R is for Rain and Resistance

RLast month my pal Cami wrote a nice piece for Adventures Northwest Magazine on running in the rain, the upshot of which was that when you live somewhere like the Pacific Northwest, you have to get used to running in the rain. Life is too short not to run in the rain. If we don’t run in the rain, we will miss many, many running days.

I don’t disagree. But, as I type this, rain pummels my roof. I set my alarm last night so I would be up and ready to run this morning by 8 a.m., yet here I am, typing away, snug as a bug in a rug in my warm, dry bed. My coffee and my smoothie sit deliciously on my nightstand next to me. I don’t want to get up to run in the rain. photo

I calculate the number of hours I have until I need to get in the car to drive to class in Seattle this afternoon. Then, I look at the weather app on my iPhone and wonder if it really is going to reach 70° and sunny today. Could I squeeze a run in the hour before I need to leave? Might it be drier and warmer by then? Maybe, but there’s no guarantee. If I don’t run in the rain, I may never run again.

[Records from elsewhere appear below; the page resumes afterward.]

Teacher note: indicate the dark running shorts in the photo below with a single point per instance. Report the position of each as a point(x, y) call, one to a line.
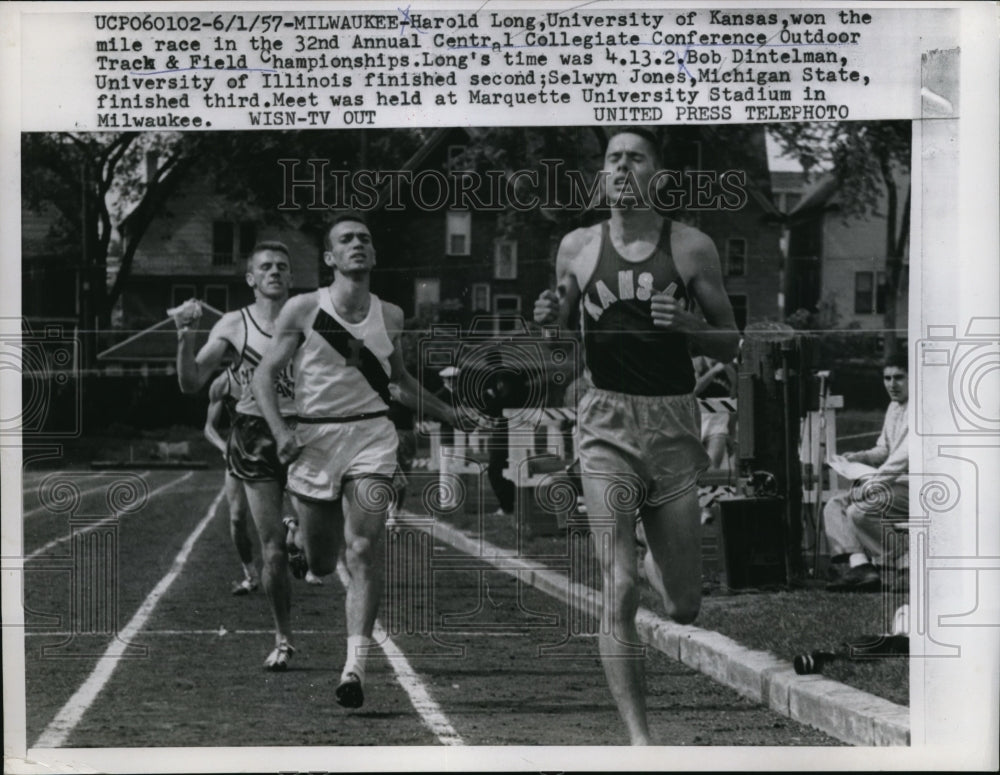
point(252, 454)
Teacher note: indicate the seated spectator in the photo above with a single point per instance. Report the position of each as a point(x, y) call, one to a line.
point(854, 528)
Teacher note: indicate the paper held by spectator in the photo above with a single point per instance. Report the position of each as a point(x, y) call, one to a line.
point(849, 469)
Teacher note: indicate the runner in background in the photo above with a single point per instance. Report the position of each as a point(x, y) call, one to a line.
point(222, 396)
point(241, 337)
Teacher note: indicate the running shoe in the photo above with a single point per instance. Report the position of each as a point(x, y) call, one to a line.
point(244, 587)
point(312, 578)
point(349, 692)
point(277, 660)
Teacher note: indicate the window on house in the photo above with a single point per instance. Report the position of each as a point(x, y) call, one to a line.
point(880, 292)
point(231, 241)
point(869, 293)
point(736, 256)
point(505, 260)
point(507, 309)
point(180, 293)
point(740, 309)
point(458, 238)
point(426, 296)
point(217, 296)
point(864, 292)
point(248, 238)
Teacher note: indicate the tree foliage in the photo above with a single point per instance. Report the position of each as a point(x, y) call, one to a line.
point(98, 181)
point(871, 161)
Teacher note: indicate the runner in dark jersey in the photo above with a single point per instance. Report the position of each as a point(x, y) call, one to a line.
point(630, 280)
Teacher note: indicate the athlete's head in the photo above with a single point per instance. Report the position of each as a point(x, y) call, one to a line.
point(895, 377)
point(348, 244)
point(269, 270)
point(630, 161)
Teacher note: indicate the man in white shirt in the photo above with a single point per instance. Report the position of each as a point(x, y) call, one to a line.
point(853, 523)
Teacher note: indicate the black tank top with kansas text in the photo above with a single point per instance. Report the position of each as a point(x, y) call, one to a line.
point(624, 351)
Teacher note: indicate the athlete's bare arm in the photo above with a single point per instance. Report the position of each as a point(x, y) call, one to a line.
point(697, 261)
point(575, 262)
point(291, 322)
point(193, 370)
point(410, 392)
point(216, 393)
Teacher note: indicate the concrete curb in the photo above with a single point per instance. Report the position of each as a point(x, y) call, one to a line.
point(848, 714)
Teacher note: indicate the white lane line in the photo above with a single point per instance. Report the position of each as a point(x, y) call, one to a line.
point(65, 722)
point(324, 633)
point(42, 507)
point(430, 712)
point(62, 539)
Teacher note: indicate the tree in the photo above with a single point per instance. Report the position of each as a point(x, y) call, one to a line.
point(85, 177)
point(98, 181)
point(871, 161)
point(582, 149)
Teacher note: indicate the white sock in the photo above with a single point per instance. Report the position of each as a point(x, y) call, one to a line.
point(357, 654)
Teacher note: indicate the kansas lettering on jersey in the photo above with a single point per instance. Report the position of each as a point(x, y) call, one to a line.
point(341, 368)
point(254, 342)
point(624, 351)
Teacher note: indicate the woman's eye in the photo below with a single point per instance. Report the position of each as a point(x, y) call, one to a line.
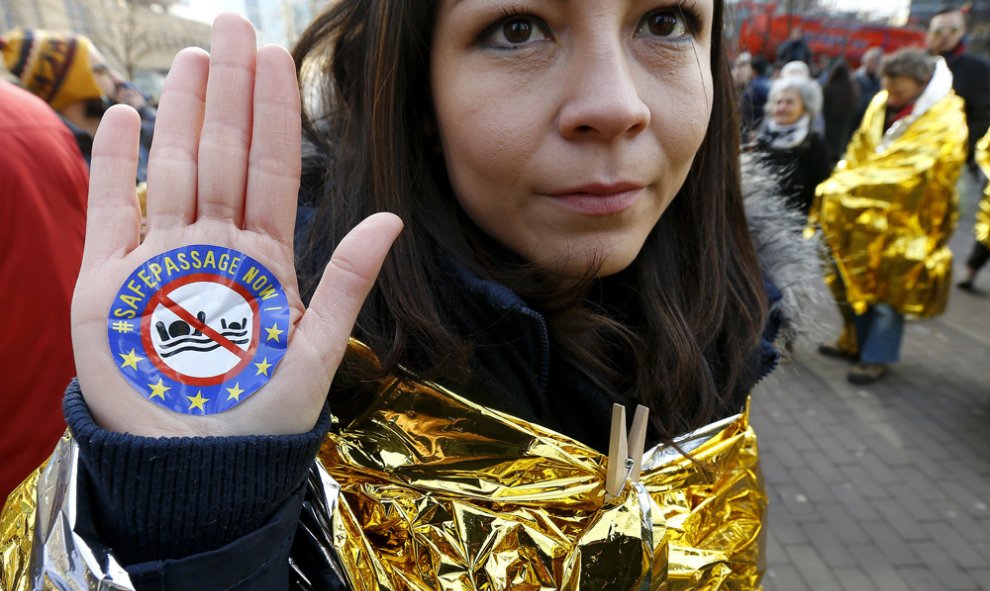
point(515, 31)
point(663, 23)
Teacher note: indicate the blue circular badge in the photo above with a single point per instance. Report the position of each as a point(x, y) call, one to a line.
point(199, 329)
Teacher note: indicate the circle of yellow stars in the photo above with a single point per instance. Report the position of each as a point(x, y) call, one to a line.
point(158, 390)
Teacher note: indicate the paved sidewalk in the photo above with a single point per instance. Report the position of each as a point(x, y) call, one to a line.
point(884, 487)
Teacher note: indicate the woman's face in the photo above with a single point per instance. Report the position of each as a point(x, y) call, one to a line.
point(788, 108)
point(569, 125)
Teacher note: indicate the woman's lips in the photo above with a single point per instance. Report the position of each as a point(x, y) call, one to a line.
point(599, 199)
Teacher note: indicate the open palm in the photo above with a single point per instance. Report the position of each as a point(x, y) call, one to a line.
point(224, 170)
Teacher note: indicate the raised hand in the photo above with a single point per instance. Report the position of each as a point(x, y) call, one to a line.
point(224, 170)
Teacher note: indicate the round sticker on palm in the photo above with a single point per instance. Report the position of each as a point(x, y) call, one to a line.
point(199, 329)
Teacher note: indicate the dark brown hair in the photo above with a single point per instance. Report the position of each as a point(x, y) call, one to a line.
point(695, 289)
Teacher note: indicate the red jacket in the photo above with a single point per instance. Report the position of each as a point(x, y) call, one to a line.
point(43, 181)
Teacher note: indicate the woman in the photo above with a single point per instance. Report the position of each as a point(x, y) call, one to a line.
point(568, 180)
point(841, 95)
point(789, 145)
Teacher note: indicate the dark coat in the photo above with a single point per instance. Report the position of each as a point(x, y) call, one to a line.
point(799, 169)
point(971, 81)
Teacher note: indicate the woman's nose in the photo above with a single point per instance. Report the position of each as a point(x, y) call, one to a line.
point(603, 99)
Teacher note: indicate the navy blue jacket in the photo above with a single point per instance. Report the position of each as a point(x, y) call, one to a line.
point(222, 513)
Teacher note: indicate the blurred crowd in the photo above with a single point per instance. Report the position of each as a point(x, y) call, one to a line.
point(54, 91)
point(872, 157)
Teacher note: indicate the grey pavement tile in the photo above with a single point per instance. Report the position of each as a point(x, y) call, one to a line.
point(878, 470)
point(912, 502)
point(983, 578)
point(812, 568)
point(814, 488)
point(943, 567)
point(853, 579)
point(784, 527)
point(853, 502)
point(845, 526)
point(774, 551)
point(919, 483)
point(922, 579)
point(894, 548)
point(833, 552)
point(879, 570)
point(962, 553)
point(864, 482)
point(823, 467)
point(783, 578)
point(901, 520)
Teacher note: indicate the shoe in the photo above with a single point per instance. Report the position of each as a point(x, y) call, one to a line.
point(837, 353)
point(863, 374)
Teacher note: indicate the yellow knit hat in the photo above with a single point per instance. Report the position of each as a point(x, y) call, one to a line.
point(54, 66)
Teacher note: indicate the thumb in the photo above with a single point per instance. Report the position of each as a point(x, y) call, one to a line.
point(346, 282)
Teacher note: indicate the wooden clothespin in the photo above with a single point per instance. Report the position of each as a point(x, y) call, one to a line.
point(625, 452)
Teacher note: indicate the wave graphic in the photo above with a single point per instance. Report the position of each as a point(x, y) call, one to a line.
point(202, 339)
point(203, 344)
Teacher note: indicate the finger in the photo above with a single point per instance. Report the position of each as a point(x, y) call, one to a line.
point(173, 158)
point(226, 137)
point(346, 282)
point(273, 173)
point(113, 217)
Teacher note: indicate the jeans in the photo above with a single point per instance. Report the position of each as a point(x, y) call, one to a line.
point(879, 332)
point(979, 257)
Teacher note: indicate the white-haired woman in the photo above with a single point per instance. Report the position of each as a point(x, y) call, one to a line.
point(788, 143)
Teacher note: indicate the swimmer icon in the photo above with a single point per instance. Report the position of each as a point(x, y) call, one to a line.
point(181, 337)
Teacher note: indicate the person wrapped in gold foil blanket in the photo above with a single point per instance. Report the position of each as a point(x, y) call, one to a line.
point(981, 249)
point(426, 490)
point(888, 211)
point(565, 246)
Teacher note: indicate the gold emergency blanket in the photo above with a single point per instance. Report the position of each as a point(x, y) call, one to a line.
point(888, 213)
point(982, 228)
point(438, 493)
point(426, 490)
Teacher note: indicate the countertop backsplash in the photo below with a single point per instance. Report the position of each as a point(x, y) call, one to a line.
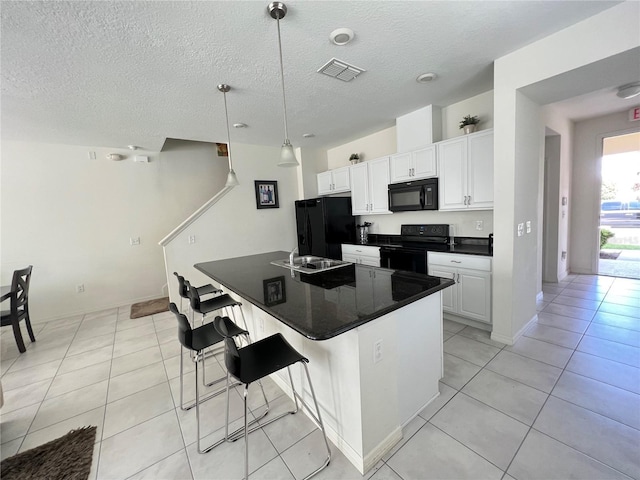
point(464, 223)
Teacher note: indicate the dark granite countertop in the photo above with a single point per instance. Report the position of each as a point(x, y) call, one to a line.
point(320, 305)
point(463, 245)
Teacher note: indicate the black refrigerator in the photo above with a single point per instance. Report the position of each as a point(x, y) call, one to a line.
point(323, 225)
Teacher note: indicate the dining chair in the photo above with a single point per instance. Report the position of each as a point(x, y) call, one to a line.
point(19, 306)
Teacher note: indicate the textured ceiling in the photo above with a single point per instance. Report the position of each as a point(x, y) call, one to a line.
point(114, 73)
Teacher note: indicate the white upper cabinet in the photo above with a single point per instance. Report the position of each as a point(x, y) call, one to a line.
point(413, 165)
point(465, 167)
point(334, 181)
point(369, 187)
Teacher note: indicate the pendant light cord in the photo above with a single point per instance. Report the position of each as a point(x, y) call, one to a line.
point(284, 101)
point(226, 114)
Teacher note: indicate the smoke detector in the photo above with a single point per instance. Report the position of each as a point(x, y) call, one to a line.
point(341, 36)
point(629, 91)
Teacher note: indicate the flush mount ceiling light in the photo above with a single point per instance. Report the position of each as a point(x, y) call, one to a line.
point(341, 36)
point(232, 180)
point(426, 77)
point(278, 10)
point(629, 91)
point(341, 70)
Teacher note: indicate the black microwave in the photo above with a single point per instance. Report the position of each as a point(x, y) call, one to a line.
point(415, 195)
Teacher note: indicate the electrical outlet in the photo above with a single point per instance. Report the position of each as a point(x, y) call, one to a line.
point(377, 351)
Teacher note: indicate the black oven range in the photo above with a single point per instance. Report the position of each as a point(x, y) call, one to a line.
point(409, 251)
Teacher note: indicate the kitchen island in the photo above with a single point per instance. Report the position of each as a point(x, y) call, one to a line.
point(373, 337)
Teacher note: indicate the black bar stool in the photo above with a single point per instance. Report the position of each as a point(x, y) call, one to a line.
point(183, 291)
point(204, 307)
point(197, 340)
point(256, 361)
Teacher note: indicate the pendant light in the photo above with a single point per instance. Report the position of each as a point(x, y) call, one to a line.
point(278, 10)
point(232, 180)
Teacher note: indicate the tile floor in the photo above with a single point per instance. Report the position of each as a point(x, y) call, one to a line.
point(563, 402)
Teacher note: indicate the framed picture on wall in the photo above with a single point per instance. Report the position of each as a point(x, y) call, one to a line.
point(274, 291)
point(266, 194)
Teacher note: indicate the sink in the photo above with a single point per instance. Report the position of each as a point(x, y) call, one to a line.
point(311, 264)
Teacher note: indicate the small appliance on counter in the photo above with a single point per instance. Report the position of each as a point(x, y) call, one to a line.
point(363, 233)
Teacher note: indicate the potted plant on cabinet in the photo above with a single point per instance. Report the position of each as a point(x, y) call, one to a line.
point(469, 123)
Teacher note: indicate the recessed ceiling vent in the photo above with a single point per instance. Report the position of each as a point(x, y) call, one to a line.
point(341, 70)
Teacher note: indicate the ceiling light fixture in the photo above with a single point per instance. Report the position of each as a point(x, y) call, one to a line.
point(232, 180)
point(341, 36)
point(629, 91)
point(278, 10)
point(426, 77)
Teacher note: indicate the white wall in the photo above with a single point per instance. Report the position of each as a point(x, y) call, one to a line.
point(72, 218)
point(569, 49)
point(372, 146)
point(234, 227)
point(586, 180)
point(551, 206)
point(556, 267)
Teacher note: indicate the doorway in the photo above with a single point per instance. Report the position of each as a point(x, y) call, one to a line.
point(620, 207)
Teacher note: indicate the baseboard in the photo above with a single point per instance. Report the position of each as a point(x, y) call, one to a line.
point(511, 340)
point(467, 321)
point(381, 450)
point(93, 309)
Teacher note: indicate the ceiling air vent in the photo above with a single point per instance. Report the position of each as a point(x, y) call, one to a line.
point(341, 70)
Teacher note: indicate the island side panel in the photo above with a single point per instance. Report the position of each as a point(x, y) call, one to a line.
point(419, 355)
point(381, 428)
point(335, 373)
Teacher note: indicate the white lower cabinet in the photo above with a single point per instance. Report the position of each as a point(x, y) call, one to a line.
point(363, 254)
point(470, 297)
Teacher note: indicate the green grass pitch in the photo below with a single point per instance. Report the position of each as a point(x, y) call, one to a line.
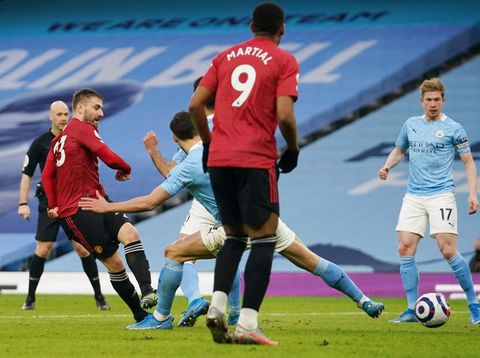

Over the past year and a half, I have logged plenty of wet, rainy miles. I ran a 10K last fall in a torrential downpour, complete with thunder, lightning, and rivers of cow, uhm, waste. I’ve never regretted a single rainy run. I always feel like a fierce (if slightly damp) warrior when I finish, when I’m peeling off the soaked lycra and climbing back into my Jeep, dripping but exhilarated.

Still, I resist. And why? What lies beneath the resistance when I know something good awaits if only I could muster the energy and throw off the ennui long enough to push through? What reward will I find here in my warm, dry bed that is better than the sense of accomplishment and rush of endorphins that will greet me on the trail?

If I continue to wallow here in my resistance, I know what will happen. I will reread all of the bad news on CNN. I will check and recheck my Facebook feed. I will spend a half an hour down the rabbit hole that is Twitter. I’ll play a game or two of Trivia Crack. An hour or two will go by. An hour or two of my one wild and precious life.

So, here I go. Up, out of bed. Drain the coffee. Pull on the running gear. Pushing through, fighting the resistance. Embracing the rain. Life is too short not to.

5 thoughts on “R is for Rain and Resistance

  1. Moving forward, rain or not…daunting, but possible. Did you blog before you ran? I guess yes…dang, writing really can save us sometimes…

    1. I did blog and then I ran–how could I not run after writing this? And it wasn’t that wet after all. By the time I finished my six miles, the sun had come out.